Hunt the Wumpus

Hunt the Wumpus
TI-99/4A boxart showing the visualization of the Wumpus and the graphics-based labyrinth
Developer(s) Gregory Yob
Designer(s) Gregory Yob Edit this on Wikidata
Platform(s) BASIC, TI-99/4A
Release Original BASIC Version
1975
TI-99/4A Version
1980
Genre(s) Adventure game
Survival horror[1]
Mode(s) Single-player

Hunt the Wumpus is an early computer game, based on a simple hide and seek format featuring a mysterious monster (the Wumpus) that lurks deep inside a network of rooms. It was originally developed as a text-based game written in BASIC. Due to the source code availability the game has since been ported to various programming languages and platforms including graphical versions. It has been cited as an early example of a survival horror game.[1]

Development history

4.3 BSD man page for Hunt the Wumpus ("wump")

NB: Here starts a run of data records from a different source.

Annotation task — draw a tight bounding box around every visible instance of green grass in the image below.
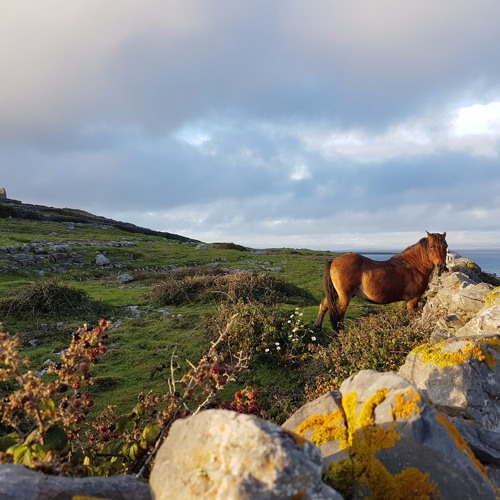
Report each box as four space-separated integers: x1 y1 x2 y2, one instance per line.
0 214 388 411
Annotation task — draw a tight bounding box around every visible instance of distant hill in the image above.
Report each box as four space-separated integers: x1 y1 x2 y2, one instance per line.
0 198 199 243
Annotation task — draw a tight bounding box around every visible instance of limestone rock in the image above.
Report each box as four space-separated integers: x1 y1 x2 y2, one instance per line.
285 370 497 499
399 336 500 431
456 304 500 337
150 410 342 500
0 465 153 500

Hunt the Wumpus was originally written by Gregory Yob in BASIC while attending the Dartmouth campus of the University of Massachusetts in 1975. Out of frustration with all the grid-based hunting games he had seen, such as Snark, Mugwump, and Hurkle, Yob decided to create a map-based game.[2] Hunt the Wumpus was first mentioned in the People's Computer Company[3] journal Vol. 2 No. 1 in September 1973,[4] however the game listing was not published in this issue. The game listing was published in Creative Computing in its October 1975 issue. This article was later reprinted in the book The Best of Creative Computing, Volume 1.[5] Yob later developed Wumpus 2 and Wumpus 3, which offered more hazards and other cave layouts.[6]

By the release of Version 6 Unix (1975), the game had been ported to Unix C. An implementation of Hunt the Wumpus was typically included with MBASIC, Microsoft's BASIC interpreter for CP/M and one of the company's first products. Hunt the Wumpus was adapted as an early game for the Commodore PET entitled Twonky, which was distributed in the late 1970s with Cursor Magazine. A version of the game can still be found as part of the bsdgames package on modern BSD and Linux operating systems, where it is known as "wump."

Among the many computers it was ported to is the HP-41C calculator.[7] The 1980 port of the game for the TI-99/4A differs quite a bit from the original while retaining the same concept. It is a graphical rather than text-based game, and uses a regular grid equivalent to a torus rather than an icosahedron. In this version, the Wumpus is depicted as a large red head with a pair of legs growing out of its sides.[8]

At some unknown point it was ported to run on a UNIVAC 1219B used by the US Navy for firing solutions.[9]

Gameplay

The vertices of a dodecahedron illustrate one common shape of the labyrinth in the Hunt the Wumpus game.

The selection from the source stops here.